A proposed ordinance requiring restaurants to make public their health inspection grades is no longer on the menu in Detroit.

City Council voted 6-3 rejecting the measure that Scott Benson has been pushing the past three years.

"This is really important," Benson said. "All you have to do is go back to 2018, to Popeyes selling pest-inflated meat. You have to go back to 2021 just last year, to Church's Chicken. They were selling rotten, moldy old meat."

And who could forget the famed Lafayette Coney Island getting shut down in September after videos of rats inside the restaurant surfaced on social media.

Benson's measure would have required Detroit restaurants post a color-coded sign outside of their business.

Green would mean they passed their last health inspection and are good to go. Yellow would mean they are in the enforcement process.  Red would mean the health department shut the restaurant down.

But many saw the ordinance as too burdensome on businesses.

"The ordinance does nothing more than create an uneven playing field, exempting food trucks, popup restaurants, gas stations that provide prepared meals, and pitting them against brick and mortar establishments," said one critic during public comment.

Benson says upwards of 90 percent of Detroit restaurants passed their health inspections. And similar ordinances bolstering transparency and food safety are in place in cities like San Diego, San Francisco and Columbus, Ohio.

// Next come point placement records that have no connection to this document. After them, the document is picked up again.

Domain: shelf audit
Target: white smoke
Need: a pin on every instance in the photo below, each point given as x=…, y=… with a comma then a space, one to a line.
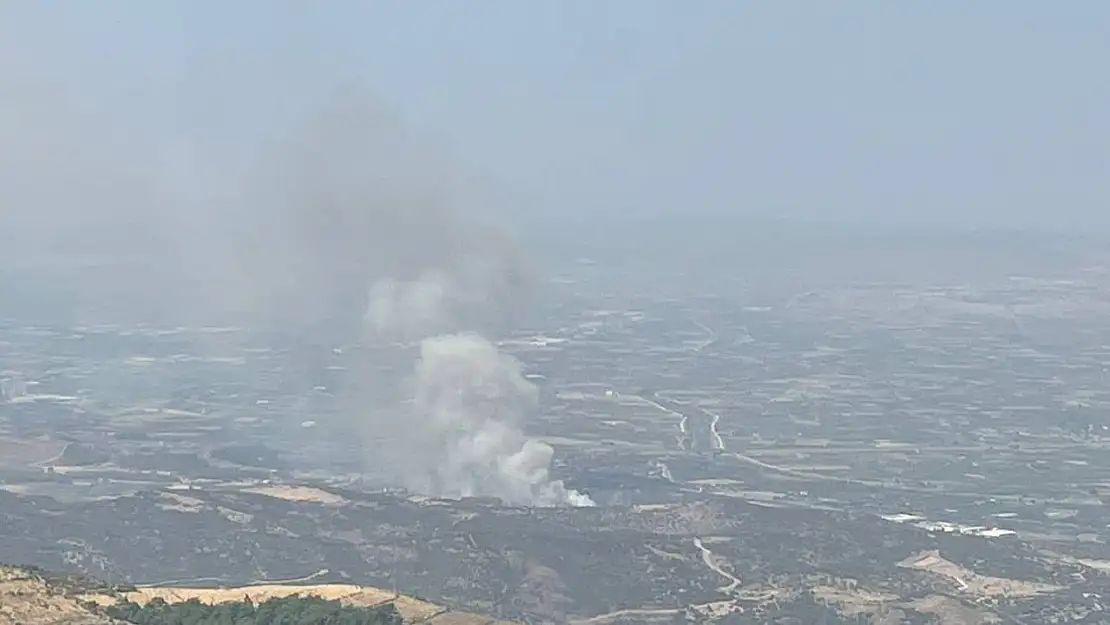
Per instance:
x=464, y=423
x=471, y=400
x=454, y=426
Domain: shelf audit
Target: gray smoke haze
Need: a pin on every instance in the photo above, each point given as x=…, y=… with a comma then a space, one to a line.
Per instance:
x=345, y=221
x=366, y=198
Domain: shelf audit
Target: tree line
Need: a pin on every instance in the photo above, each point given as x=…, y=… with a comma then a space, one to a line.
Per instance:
x=279, y=611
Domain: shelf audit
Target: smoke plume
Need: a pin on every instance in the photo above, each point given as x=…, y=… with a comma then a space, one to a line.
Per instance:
x=375, y=215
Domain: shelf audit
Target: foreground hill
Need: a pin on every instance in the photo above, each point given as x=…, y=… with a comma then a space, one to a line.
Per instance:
x=30, y=596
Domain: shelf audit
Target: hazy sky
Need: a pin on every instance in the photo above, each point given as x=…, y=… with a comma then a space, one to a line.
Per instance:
x=991, y=112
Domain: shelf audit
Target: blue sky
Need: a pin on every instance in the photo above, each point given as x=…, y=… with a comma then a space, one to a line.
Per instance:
x=942, y=112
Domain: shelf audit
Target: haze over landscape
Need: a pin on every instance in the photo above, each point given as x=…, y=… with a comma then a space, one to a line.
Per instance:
x=576, y=312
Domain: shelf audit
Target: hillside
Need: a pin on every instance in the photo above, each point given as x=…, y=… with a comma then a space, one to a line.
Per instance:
x=30, y=596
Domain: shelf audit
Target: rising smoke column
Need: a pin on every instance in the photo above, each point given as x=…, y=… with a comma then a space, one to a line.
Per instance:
x=369, y=214
x=463, y=435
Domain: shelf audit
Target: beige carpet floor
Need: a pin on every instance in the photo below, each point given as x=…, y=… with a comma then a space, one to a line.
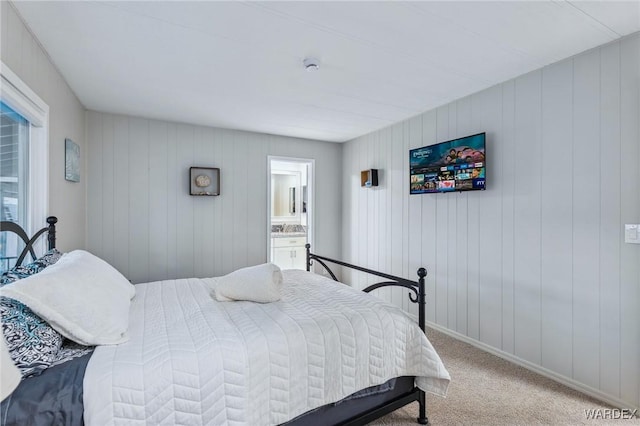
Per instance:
x=487, y=390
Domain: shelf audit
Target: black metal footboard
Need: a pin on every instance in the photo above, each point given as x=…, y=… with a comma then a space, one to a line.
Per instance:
x=417, y=295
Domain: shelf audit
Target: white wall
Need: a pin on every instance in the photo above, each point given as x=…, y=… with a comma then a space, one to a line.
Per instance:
x=21, y=52
x=142, y=220
x=535, y=266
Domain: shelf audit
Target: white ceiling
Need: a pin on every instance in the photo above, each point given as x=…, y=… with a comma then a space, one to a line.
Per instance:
x=239, y=64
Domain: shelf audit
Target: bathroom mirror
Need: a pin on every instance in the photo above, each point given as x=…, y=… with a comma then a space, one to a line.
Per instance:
x=284, y=200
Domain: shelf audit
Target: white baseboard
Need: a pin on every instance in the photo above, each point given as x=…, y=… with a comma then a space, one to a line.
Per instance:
x=580, y=387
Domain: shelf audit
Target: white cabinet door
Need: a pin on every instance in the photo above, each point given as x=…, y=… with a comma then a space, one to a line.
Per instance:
x=299, y=259
x=290, y=257
x=282, y=257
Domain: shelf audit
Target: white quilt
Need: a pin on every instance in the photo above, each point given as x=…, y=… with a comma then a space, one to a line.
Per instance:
x=193, y=360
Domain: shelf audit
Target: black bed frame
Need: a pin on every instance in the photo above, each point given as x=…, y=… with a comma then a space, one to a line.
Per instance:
x=29, y=242
x=417, y=295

Detroit won't be joining them just yet.

"While today was a setback, it's not the end," Benson said. "So what we'll do, we'll go back and look and see how we can get something like this through, and something my colleagues will support, at least five of them."

Council President Mary Sheffield voted against the restaurant grading ordinance.

"Despite my opposition to the ordinance at this time, I support my colleague, member Benson, in his attempt to enhance public safety as it relates to food services," she said. "While I could not support the ordinance in its current form, I am committed to finding a solution that will result in enhancements to our ability to protect the public."

Sheffield also said this measure could come back in another form next year if certain changes are made to it.